Cet article est extrait de l'ouvrage « Larousse Médical ».

Examen destiné à enregistrer l'activité électrique du muscle cardiaque.

Indications

L'électrocardiographie (ECG) complète utilement l'examen clinique du cœur. Elle permet de détecter un trouble du rythme ou de la conduction cardiaque, une hypertrophie auriculaire ou ventriculaire, une péricardite, une ischémie myocardique, en particulier un infarctus du myocarde.

Technique

L'électrocardiographe est un appareil enregistreur relié à des électrodes de détection, dont 4 sont appliquées sur les poignets et les chevilles et 6 autres en des points déterminés de la surface du thorax. Divers groupements de ces électrodes, correspondant à différents circuits d'enregistrement, sont reliés à un stylet qui donne un tracé correspondant à une dérivation (reflet localisé de l'activité électrique du cœur). Douze dérivations sont ainsi enregistrées.

L'enregistrement graphique s'effectue habituellement à une vitesse de déroulement du papier de 25 millimètres par seconde ; il est étalonné de manière que la détection d'un courant de 1 millivolt provoque une déflexion verticale de 1 centimètre. La standardisation de la méthode permet ainsi de déterminer précisément la durée et l'amplitude des accidents électrocardiographiques enregistrés. Le tracé électrocardiographique porte le nom d'électrocardiogramme.

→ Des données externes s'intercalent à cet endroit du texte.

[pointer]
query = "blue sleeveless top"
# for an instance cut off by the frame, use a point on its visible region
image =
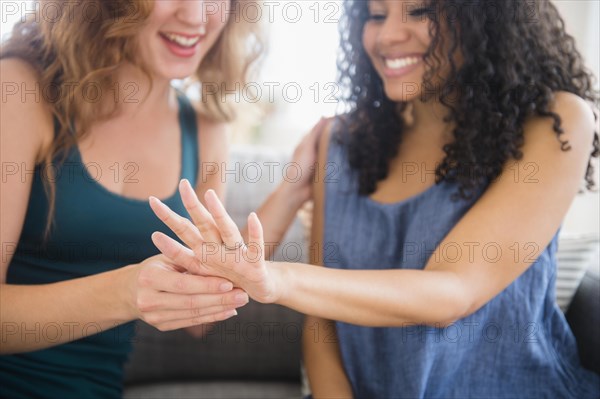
(516, 346)
(95, 231)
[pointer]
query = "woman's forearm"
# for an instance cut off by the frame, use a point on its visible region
(323, 361)
(35, 317)
(371, 297)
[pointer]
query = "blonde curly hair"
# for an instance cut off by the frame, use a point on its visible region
(73, 52)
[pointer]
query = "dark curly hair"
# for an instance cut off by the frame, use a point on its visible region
(516, 55)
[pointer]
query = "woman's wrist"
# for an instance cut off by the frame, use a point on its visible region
(126, 293)
(283, 282)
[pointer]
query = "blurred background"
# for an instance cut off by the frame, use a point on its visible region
(296, 85)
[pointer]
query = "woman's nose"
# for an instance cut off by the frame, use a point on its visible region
(196, 12)
(393, 32)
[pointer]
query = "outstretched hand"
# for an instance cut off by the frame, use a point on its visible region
(214, 245)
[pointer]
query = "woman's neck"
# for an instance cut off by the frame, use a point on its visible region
(426, 122)
(138, 97)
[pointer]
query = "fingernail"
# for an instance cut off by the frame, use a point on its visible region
(226, 286)
(240, 298)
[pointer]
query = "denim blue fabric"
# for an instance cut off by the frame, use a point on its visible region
(518, 345)
(94, 231)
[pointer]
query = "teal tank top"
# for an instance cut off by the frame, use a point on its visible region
(94, 231)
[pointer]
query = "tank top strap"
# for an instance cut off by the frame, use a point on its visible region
(189, 139)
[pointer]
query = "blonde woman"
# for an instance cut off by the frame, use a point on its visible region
(91, 126)
(468, 136)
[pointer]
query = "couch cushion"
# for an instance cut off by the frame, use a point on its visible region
(215, 390)
(263, 341)
(576, 254)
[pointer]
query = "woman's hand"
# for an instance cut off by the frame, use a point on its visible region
(163, 295)
(217, 247)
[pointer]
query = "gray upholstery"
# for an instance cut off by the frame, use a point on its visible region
(253, 355)
(257, 353)
(583, 316)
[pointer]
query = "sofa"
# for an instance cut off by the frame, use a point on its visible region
(257, 354)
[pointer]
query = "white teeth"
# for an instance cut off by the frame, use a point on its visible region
(182, 40)
(398, 63)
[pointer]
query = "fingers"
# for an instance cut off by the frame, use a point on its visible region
(177, 253)
(317, 130)
(174, 325)
(192, 305)
(199, 214)
(256, 242)
(161, 279)
(230, 234)
(161, 317)
(182, 227)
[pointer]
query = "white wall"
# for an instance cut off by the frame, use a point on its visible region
(582, 20)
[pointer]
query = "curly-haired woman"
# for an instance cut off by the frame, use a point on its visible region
(441, 196)
(91, 126)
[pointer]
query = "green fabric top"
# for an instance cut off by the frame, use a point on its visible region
(95, 231)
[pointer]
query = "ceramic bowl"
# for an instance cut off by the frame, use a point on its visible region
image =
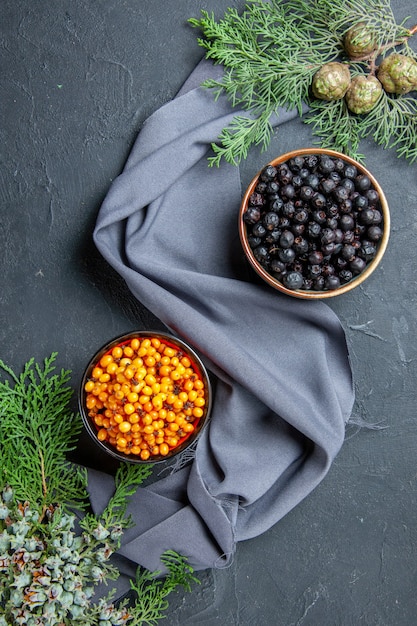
(109, 380)
(308, 292)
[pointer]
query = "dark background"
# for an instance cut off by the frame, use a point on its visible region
(78, 79)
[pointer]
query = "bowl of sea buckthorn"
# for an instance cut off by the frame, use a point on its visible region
(145, 397)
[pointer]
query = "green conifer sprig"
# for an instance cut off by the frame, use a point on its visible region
(270, 53)
(49, 567)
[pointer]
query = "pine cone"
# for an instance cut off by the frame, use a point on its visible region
(360, 41)
(363, 94)
(331, 81)
(398, 73)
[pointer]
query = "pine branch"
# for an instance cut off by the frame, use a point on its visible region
(270, 54)
(37, 431)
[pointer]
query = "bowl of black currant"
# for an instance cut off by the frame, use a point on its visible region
(314, 223)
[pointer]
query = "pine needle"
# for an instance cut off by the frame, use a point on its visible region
(270, 54)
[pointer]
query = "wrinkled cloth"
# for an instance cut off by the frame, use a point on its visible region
(283, 390)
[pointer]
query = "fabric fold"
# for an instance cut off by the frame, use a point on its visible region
(283, 388)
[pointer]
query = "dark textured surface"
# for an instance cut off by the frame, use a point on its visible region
(78, 80)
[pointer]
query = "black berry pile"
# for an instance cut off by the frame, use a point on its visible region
(314, 222)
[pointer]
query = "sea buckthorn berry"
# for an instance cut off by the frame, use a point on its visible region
(89, 386)
(102, 434)
(106, 360)
(97, 372)
(134, 344)
(144, 397)
(163, 449)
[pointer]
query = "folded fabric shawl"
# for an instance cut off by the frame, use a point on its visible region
(283, 389)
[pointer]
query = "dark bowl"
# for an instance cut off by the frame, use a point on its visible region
(308, 293)
(104, 398)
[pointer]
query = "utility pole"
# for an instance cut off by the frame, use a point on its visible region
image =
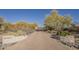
(1, 33)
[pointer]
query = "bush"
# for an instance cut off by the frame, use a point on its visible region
(63, 33)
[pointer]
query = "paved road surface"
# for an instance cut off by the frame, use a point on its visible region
(39, 41)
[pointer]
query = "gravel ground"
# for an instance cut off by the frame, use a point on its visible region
(39, 41)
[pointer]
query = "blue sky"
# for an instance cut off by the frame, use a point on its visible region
(35, 15)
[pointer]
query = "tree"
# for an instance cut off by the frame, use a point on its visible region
(56, 21)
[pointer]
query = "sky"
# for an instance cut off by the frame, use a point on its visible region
(35, 15)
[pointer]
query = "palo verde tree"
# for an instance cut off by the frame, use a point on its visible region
(57, 22)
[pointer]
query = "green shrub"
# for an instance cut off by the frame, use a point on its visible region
(63, 33)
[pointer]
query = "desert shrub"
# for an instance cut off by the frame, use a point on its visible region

L'électrocardiogramme normal est constitué, à chaque cycle cardiaque, de la succession chronologique d'un certain nombre de déflexions (déviations du stylet par rapport à une ligne de base). L'impulsion électrique née du nœud sinusal et transmise aux oreillettes se traduit sur le papier par une première déflexion, ou onde P. Le passage de l'influx nerveux des oreillettes aux ventricules est défini par un trait horizontal qui correspond à l'espace PR. L'activation électrique des 2 ventricules se manifeste par une déflexion principale, rapide et ample, appelée complexe QRS. Elle est suivie par un segment horizontal ST marquant la fin de la systole, qui précède une onde T traduisant la récupération des propriétés électriques initiales des fibres myocardiques. Cette succession de déflexions est suivie d'une période de repos cardiaque, la diastole, caractérisée par un tracé électrocardiographique horizontal.

Une variante, plus rarement pratiquée, l'électrocardiographie endocavitaire, consiste à enregistrer l'activité électrique du cœur à partir d'électrodes placées dans les cavités cardiaques par cathétérisme (introduction d'un cathéter dans un vaisseau).

Effets secondaires

L'électrocardiographie est un examen non invasif dénué de tout inconvénient.